The OCR-D Project

**OCR-D is a coordination project aimed at the further development of Optical Character Recognition (OCR) techniques for historical prints.

Workflows and methods of automatic text recognition are examined, described and, if necessary, optimized. An essential goal is the conceptual preparation of the transformation of German prints from the 16th to the 19th century into electronic full texts.

This project involves the Duke August Library Wolfenbüttel, the Berlin-Brandenburg Academy of Sciences and Humanities in Berlin, the State Library of Berlin Prussian Cultural Heritage and the Karlsruhe Institute of Technology. The Bavarian State Library was also involved until 31/08/2016. The project is supported by experts, scientists and libraries.

In recent years, scientific libraries in particular have image digitised extensive holdings. With the help of OCR procedures, searchable full texts can be automatically generated from these image data. The use of digital full texts is indispensable today in many scientific disciplines, especially in the field of (digital) humanities.
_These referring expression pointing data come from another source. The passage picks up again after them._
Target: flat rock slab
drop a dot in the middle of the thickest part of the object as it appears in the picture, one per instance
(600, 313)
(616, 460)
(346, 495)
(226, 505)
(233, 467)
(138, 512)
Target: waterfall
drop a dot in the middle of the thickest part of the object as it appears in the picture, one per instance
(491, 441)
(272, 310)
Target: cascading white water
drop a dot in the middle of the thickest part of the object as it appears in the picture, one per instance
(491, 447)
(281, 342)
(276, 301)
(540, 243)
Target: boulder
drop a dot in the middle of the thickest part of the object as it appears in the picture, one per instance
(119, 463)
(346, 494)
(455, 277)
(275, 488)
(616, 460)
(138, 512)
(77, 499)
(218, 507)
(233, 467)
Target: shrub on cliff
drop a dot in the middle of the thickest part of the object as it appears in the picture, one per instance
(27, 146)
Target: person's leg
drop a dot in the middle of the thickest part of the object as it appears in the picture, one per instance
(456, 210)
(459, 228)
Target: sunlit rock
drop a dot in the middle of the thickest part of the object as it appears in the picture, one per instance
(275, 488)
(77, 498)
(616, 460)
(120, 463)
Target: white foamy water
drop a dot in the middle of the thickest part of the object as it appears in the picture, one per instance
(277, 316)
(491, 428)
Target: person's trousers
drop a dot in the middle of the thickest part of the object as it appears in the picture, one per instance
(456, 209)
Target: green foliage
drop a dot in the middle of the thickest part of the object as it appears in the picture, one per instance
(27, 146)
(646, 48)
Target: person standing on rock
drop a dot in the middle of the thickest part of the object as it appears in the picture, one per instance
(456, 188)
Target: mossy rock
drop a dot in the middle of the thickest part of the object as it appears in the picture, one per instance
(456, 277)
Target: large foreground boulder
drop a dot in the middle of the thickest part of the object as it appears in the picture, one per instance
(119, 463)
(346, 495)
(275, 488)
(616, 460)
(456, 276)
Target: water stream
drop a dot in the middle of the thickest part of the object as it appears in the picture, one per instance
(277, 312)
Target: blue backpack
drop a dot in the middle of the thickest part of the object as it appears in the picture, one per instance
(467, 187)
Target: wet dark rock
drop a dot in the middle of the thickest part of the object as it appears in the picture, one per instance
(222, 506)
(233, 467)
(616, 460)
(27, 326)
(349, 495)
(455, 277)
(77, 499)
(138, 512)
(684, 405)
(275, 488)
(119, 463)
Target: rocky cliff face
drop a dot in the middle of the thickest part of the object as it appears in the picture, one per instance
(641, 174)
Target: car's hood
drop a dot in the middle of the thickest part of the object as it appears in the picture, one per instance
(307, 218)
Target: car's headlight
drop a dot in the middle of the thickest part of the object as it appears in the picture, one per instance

So far, however, access to the electronic full text has often been impossible, or only inadequately possible. Many historical holdings are available in digitised form through the “ Union Catalogues of Books Printed in German Speaking Countries “ (VD). Results from common OCR procedures have so far been insufficient. In particular, old print types, especially gothic types, are difficult to identify.

There is a need for development, which we have uncovered in OCR-D. On the basis of existing tools and investigations, the OCR process is to be optimized for VD prints. In addition, answers will be found to the associated technical, information scientific and organizational problems. In contrast to other OCR projects, the focus is not on developing a new, powerful OCR engine. Instead, full text digitization is seen as a process that is implemented in modular open source software. The processes and parameters can be traced and, if required, tailor-made workflows can be defined that deliver optimal results for specific titles.

The project is funded by the German Research Foundation]( and runs until July 2020. In the first phase, needs were identified and concepts for the further course were developed. The cooperation structure was consolidated and continued in the second phase. In this phase, the identified needs are addressed by eight module projects, which partly develop existing tools for the automated processing of early modern printing, partly set up new tools. In all steps, we welcome a lively exchange with colleagues from related projects and institutions as well as service providers.

At the end of the overall project, a consolidated procedure for the OCR processing of digital copies of the printed German cultural heritage of the 16th to 19th centuries is to be developed.